Thursday, November 16, 2006

PATRICIA ISASA

“You are murdered. Nobody know where you are. You don't know where you are. And we are God.”

"Disappeared" from her Argentine class room in 1976 at the age of 16,

Tortured in the Santa Fe police station for two and a half years

By men risen to high position when she tracked them down

Over the years since her release.

She put nine in prison to await a trial they never gave her

While she joins a protest at The School of the Americas

This weekend in Fort Benning, Georgia

United States of Amarica

Where they were trained


And finally, when I release, I remember the nature.

_________

Watch this indominable spirit of liberty tell of her rise above the degradation of her captors in an interview on Democracy Now. Compared to her, everyone else in the human rights movement seem to be slackers.

6 comments:

furtherleft said...

There was a brief article linked here a few days ago in Non Aligned Nation News that detailed arrest of 261 persons considered responsible for the Argentinian repressions of the late 70's. We were discussing this in the Further Left Chat Room with Further Left Forum< team member and Argentine activist Miguel, whose life was very much altered by those. His comment was "... finally. after many years of struggle. I dont trust the court but at least its something."

Yodood said...

Hi Pocho,
I still cannot get into the chat room with my mac. Not the blue screen or anything else shows up after the java splash page finishes, ah well.

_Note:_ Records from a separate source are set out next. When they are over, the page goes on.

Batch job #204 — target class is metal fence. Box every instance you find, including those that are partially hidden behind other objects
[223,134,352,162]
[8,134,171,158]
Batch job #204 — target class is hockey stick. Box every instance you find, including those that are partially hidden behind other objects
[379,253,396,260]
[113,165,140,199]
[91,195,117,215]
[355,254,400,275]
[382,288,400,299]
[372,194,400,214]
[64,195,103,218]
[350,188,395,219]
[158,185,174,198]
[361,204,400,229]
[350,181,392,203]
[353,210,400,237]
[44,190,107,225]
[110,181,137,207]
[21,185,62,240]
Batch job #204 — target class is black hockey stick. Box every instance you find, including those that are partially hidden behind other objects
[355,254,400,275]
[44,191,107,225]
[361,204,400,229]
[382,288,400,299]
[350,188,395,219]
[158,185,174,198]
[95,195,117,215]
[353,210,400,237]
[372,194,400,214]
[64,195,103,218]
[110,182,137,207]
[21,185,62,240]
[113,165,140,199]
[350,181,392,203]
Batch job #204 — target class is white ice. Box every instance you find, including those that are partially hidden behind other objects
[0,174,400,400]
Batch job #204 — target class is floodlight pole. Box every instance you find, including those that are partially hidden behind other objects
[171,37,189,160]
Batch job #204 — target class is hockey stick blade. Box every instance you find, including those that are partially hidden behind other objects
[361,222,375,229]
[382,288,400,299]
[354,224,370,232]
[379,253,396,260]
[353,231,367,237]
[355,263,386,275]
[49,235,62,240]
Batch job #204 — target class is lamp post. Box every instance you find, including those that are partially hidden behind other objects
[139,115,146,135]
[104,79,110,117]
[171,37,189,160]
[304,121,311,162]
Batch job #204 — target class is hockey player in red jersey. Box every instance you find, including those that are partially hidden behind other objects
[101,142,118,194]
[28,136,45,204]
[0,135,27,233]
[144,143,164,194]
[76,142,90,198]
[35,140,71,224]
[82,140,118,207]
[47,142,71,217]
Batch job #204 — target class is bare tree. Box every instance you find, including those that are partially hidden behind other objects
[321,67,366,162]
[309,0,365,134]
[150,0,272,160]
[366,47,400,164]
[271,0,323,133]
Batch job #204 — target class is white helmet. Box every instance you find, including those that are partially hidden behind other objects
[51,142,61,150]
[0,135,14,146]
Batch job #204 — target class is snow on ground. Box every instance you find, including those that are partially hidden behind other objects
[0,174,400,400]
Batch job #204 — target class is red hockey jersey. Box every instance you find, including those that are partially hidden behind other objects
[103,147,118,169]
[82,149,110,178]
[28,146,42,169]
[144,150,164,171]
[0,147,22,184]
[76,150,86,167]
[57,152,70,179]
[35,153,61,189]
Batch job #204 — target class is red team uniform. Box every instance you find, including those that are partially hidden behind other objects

I was shaken to my core by this interview with Patricia at the moment when she said the line I quoted under the bottom picture, as her animated face reexperienced the feeling of seeing trees after two and a half years of a "small, small place." She has once again radicalized my all too passive attitude toward the effectiveness of politics to do more than wage logical warfare over how to achieve peace and justice. She is one person with a passion perhaps impossible without the horror of her past, but somewhere she connected to me like no other call to action I have ever witnessed. I hope you saw it and that everyone could view it for just such inspiration.

troutsky said...

I had the honor of meeting Father Roy Bourgeoise who organized the School of the Americas watch many years ago and has guided it into one of the most visible yearly acts of dissent in this country.I was inspired by his level of dedication and think efforts like this help to expose the hypocricy of so much US foreign policy.The lack of serious mainstream news coverage also exposes their role in supporting policy.People will be crossing that line and doing serious jail time for their moral convictions. I am undecided about the real effectiveness of getting locked up, you?

Yodood said...

Civil disobedience to an unjust society is always the most moral way to go, but it certainly is more effective in ending what it protests by ensuring that everyone knows it is going on and can witness the treatment of passive dissent. I know of no better, more radicalizing wake up call for the sleepy sheeple than seeing their neighbors bullied, arrested and manhandled to jail for peacefully protesting injustice. Without independent news programs like Democracy Now and Alternet here in the US, all the protests against the war might as well have not occurred with our mainstream press blocking the news at every turn.

littlebitofsonshine said...

so true .Im glad someone was able to stand and servive the uncaring people bless that woman allways and may her life become the dream she forgot .

Yodood said...

Gwoarrrr, Mullet, so cynical of late! Ugly bastards indeed. Beauty will out!